As a health assistant at Kasana Health Centre in Luweero, Uganda, Ester Nakamya’s job was to educate people about tuberculosis (TB) and encourage them to be tested and treated if they were infected. TB was not well understood, however, and that made her job difficult.
“Someone with TB was assumed to be promiscuous. People believed that TB was fatal and you would die very quickly,” she says.
Compounding the problem, the links between TB and other diseases, such as HIV/AIDS and Malaria — the diseases responsible for the greatest number of deaths in Luweero — were not clearly understood. Patients were often tested and treated for one disease but not necessarily all three, though research shows that half of all TB patients in Uganda are also HIV-positive, and nearly a third of AIDS deaths are the result of TB-related complications.

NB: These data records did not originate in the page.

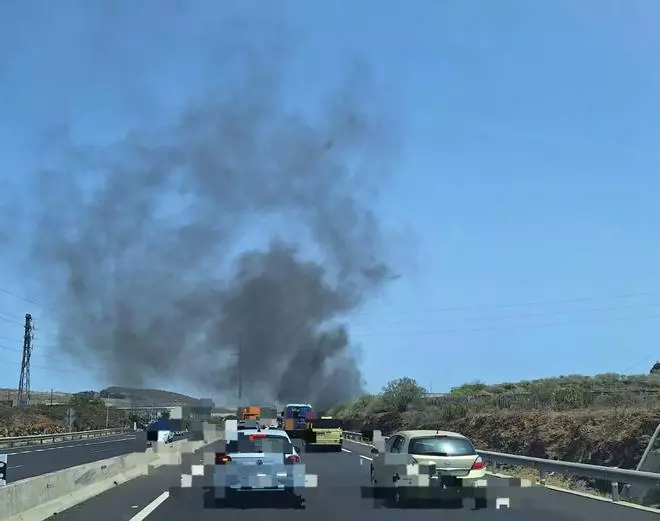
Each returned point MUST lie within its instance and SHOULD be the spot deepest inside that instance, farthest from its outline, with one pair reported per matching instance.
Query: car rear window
(259, 443)
(441, 446)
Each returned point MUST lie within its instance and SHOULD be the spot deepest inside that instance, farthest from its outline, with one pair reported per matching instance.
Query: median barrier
(40, 497)
(16, 441)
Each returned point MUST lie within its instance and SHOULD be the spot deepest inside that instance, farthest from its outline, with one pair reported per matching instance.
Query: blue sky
(523, 204)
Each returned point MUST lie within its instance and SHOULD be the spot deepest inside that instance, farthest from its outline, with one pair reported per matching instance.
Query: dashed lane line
(149, 509)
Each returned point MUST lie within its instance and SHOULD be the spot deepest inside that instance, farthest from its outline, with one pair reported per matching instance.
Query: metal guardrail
(614, 475)
(59, 436)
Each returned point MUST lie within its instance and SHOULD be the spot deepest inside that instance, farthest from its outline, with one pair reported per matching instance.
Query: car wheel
(398, 498)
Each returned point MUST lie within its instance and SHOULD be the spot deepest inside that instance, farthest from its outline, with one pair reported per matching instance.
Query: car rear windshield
(326, 423)
(259, 443)
(441, 446)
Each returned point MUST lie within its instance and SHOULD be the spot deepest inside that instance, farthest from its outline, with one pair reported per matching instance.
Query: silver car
(259, 462)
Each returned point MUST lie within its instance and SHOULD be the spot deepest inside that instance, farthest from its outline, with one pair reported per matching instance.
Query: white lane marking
(149, 509)
(60, 447)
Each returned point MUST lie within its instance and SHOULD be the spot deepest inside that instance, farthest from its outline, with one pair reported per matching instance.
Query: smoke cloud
(231, 244)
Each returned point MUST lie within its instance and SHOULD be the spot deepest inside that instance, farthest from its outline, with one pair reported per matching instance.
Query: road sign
(3, 469)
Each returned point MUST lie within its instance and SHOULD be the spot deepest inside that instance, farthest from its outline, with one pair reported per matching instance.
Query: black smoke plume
(149, 235)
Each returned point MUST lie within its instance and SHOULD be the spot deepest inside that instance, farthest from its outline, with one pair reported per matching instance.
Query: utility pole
(240, 369)
(24, 380)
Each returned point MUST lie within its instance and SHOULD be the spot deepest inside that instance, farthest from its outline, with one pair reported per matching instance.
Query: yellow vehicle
(327, 432)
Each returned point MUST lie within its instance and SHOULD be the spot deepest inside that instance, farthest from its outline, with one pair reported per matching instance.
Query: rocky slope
(603, 437)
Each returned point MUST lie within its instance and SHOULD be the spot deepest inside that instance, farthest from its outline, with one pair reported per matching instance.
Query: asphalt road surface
(33, 460)
(339, 495)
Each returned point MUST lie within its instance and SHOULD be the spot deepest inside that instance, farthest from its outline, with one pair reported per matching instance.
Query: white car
(429, 464)
(259, 461)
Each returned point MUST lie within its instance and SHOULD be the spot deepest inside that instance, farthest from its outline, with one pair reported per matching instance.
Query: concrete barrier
(40, 497)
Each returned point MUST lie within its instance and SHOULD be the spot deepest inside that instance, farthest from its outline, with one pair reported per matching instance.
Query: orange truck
(251, 412)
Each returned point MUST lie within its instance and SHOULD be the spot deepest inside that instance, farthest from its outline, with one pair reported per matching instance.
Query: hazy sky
(523, 204)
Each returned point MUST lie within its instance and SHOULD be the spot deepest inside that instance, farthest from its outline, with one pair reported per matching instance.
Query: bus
(296, 416)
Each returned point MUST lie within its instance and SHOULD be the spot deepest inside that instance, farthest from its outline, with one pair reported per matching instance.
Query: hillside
(605, 420)
(146, 397)
(47, 412)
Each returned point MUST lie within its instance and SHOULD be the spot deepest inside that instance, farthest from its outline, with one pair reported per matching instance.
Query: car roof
(269, 432)
(424, 433)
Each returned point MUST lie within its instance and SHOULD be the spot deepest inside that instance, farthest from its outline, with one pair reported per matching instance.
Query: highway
(33, 460)
(341, 479)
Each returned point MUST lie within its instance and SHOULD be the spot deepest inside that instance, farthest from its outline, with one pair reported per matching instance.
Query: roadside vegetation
(602, 420)
(89, 413)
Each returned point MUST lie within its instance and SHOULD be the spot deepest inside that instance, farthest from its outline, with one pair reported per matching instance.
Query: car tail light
(293, 459)
(221, 458)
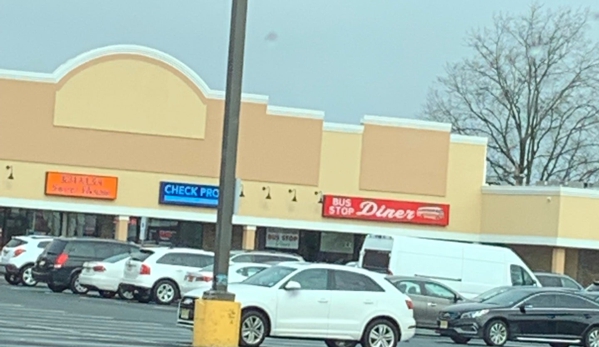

When a person is infected with multiple diseases but diagnosed and treated for only one of them, they are not likely to recover. This in turn reinforces the perception that TB and HIV/AIDS are devastating, terminal illnesses.
“People who were infected [with TB] didn’t want to go to the hospital,” says Ester. “They were ashamed, and they saw no point.”
When treated at the same time, TB and Malaria can be cured and HIV/AIDS can be managed effectively. With support from AstraZeneca, AMREF launched MAT, an integrated disease management program in central Uganda. Designed to tackle all three diseases simultaneously, MAT trains village health volunteers like Ester to collect data using questionnaires translated into local languages and then feed them into the district health management information system.
Health authorities in the Luweero and Kiboga districts now have a more accurate picture of the local disease burden and are better able to manage drug supplies and allocate resources. Through an integrated referral system, the MAT program also helps government health departments work more seamlessly together, taking a big-picture approach to disease management.
AMREF and Ester have already seen changes in both the health of patients and in overall attitudes towards TB and HIV: “People seek treatment more often now,” says Ester. “I was touched to hear one of my patients tell me that ‘Tetukyali babisi ku ndwadde zi namutta ng’edda,’ meaning, we are no longer ignorant about the killer diseases like before.”